All her life, Margery had put up with jokes about her name, but the endless repetition hadn’t served to make it any easier. She wasn’t one to answer back, and in any case she wouldn’t dare to confront a guard, so she stood patiently, wiping the sweat from her brow, until finally the laughter died down.

The guard, whose face was by now as red as Margery’s, ushered her through the gate, and soon a WAAF sergeant came to collect her. ‘You can drop your kitbag in the dormitory hut,’ she told her, ‘and then I’ll show you to the office.’

Margery followed the other woman to a large wooden hut, similar to the one she had slept in during her initial training at Innsworth. There were 30 metal beds arranged along the two sides, with double lockers in between them. She left her things on an empty bed and then followed the WAAF sergeant back outside.

On her way to Equipment Accounts, Margery got her first proper look at the camp that was to be her home for the foreseeable future. It was a large site, where several hundred men and women worked side by side in seemingly endless rows of wooden huts. There were residential huts for the airmen and WAAFs who lived on the base, offices for administration and pay accounts, the camp police station and armoury, and a series of large mess buildings, with separate huts for officers, NCOs and other ranks. To Margery it seemed like an entire wooden city.

The Equipment Accounts office looked out over a wide parade ground, on the other side of which was the most striking feature of the camp: four giant aircraft hangars. RAF Titchfield was a maintenance station for Number 12 Balloon Centre, employed when the enormous inflatables, which were sent up from various sites in the area to disrupt low-flying German bombers, required repairs. In the vast hangars at Titchfield the fabric of the balloons would be checked for tears and stitched up by WAAFs handy with a sewing machine, before they were painted with three coats of silver ‘dope’ to prevent any hydrogen gas from leaking out. The girls charged with this unpleasant task spent their days inhaling the noxious fumes from the paint, and were given a special ration of milk as compensation.

The camp was also a training site for balloon-operating teams, and in a field off to one side Margery could see one of the huge inflatables being filled with gas. Lying on its side on the grass, it looked like a giant beached whale, but as Margery watched, the crumpled surface began to ripple and grow taut, until the magnificent 60-foot balloon slowly started to rise off the ground.

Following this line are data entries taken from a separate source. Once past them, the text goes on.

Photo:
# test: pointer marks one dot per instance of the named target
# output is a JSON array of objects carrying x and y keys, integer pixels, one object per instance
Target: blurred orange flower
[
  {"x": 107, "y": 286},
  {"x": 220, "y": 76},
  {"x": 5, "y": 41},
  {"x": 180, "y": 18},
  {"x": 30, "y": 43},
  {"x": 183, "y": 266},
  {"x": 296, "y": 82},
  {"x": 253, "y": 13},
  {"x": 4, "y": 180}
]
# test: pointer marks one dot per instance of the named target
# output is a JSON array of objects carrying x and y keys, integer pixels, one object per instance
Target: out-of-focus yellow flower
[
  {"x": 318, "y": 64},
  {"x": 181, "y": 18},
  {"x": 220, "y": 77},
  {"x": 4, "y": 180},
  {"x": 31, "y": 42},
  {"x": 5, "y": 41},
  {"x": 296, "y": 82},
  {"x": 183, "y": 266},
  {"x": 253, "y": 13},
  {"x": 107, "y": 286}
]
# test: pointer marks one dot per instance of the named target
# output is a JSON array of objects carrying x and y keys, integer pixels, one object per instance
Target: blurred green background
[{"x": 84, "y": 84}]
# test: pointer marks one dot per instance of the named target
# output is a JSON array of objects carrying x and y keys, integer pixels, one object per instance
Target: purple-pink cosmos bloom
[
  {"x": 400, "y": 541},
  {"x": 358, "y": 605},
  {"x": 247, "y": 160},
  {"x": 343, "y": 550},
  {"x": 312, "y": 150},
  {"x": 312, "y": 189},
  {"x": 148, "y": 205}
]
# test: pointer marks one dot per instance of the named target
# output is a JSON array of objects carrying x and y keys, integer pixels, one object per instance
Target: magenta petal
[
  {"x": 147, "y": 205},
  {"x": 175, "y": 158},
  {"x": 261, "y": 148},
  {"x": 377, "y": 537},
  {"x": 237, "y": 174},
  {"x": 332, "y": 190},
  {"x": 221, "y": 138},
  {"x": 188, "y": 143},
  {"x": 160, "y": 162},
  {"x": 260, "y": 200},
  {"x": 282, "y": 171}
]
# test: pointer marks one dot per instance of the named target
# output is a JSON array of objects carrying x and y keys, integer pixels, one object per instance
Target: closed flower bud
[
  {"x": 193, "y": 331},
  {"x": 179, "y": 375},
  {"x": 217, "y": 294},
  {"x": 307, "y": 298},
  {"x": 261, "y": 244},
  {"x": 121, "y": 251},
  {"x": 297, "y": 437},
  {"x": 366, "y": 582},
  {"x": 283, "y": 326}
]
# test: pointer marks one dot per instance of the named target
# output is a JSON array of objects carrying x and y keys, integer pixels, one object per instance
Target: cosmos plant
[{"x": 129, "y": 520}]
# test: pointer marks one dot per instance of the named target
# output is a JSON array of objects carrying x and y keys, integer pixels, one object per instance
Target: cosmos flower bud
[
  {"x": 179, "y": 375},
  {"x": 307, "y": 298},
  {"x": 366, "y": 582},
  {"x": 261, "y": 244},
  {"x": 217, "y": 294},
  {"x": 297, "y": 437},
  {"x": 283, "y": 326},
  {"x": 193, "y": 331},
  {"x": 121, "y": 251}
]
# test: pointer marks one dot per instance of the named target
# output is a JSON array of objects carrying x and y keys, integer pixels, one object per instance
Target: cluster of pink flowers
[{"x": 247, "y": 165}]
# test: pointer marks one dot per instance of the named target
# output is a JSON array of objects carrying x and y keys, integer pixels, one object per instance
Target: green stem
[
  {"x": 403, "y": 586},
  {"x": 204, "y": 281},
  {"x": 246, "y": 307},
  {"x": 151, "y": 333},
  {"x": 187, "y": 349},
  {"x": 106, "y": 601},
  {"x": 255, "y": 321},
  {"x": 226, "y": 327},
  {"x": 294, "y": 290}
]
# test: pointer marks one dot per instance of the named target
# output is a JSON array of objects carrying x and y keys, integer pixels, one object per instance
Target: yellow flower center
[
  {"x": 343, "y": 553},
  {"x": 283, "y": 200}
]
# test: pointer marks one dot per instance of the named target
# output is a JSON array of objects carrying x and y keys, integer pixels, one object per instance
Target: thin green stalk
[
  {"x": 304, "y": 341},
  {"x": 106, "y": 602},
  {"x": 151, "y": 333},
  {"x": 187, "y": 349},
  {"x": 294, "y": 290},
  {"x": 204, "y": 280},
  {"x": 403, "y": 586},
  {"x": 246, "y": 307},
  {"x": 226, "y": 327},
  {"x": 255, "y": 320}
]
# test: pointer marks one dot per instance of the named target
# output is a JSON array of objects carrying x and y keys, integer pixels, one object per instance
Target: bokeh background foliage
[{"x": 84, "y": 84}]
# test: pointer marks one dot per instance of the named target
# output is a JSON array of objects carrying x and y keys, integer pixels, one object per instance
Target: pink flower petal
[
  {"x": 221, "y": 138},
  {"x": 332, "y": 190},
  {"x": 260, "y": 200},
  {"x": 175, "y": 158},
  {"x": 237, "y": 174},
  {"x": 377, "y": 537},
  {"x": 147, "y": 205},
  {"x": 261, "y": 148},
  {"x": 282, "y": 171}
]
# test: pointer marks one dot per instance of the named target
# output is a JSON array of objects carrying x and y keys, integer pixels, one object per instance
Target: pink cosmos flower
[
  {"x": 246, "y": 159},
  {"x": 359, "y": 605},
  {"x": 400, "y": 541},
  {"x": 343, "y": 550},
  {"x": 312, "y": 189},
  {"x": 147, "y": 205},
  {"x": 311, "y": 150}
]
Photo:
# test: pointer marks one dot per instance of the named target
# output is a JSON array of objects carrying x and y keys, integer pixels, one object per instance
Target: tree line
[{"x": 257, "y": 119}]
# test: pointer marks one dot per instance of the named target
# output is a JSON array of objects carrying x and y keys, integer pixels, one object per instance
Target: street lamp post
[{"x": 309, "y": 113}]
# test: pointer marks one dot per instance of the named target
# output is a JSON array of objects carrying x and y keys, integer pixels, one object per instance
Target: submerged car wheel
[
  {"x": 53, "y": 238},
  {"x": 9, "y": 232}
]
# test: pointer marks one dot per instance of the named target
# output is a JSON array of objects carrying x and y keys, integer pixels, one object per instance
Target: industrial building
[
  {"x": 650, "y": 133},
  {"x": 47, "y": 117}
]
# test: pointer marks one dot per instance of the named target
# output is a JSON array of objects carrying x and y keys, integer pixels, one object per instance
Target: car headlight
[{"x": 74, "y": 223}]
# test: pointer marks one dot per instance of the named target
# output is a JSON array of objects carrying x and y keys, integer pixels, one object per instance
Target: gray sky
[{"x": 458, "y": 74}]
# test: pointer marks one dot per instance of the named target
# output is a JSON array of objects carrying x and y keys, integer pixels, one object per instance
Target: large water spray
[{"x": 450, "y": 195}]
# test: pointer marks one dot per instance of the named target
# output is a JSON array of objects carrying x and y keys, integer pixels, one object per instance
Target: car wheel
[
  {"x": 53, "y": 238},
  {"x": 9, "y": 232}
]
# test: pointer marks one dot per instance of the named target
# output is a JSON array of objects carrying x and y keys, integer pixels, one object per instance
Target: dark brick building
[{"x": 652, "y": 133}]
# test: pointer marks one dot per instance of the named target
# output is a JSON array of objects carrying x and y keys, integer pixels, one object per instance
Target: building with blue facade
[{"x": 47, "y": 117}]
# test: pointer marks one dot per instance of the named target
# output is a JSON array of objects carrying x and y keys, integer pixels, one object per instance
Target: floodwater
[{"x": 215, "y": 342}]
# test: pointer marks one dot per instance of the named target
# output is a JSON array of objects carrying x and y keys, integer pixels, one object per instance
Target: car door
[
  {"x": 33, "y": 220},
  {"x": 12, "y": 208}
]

Although girls had been hard at work maintaining the balloons since the Battle of Britain, it was only recently that the WAAF had agreed to try out all-female teams to actually fly them. These ‘Young Amazons’, as they were known unofficially, were chosen for their physical strength – their training involved weight-lifting, as well as mastering the inflation procedure, splicing the ropes that held the balloons down and operating the winches that kept them anchored. The girls worked in teams of 12, whereas it was seven for all-male groups, but it was a tough job and many women ended up hospitalised with ruptured stomachs.

Compared to the work of the balloon girls, Margery’s job in Equipment Accounts was pretty low-risk, and the heaviest lifting she would have to do was heaving ledgers around the office. But that didn’t make her feel any less nervous as the WAAF sergeant led her up to the door.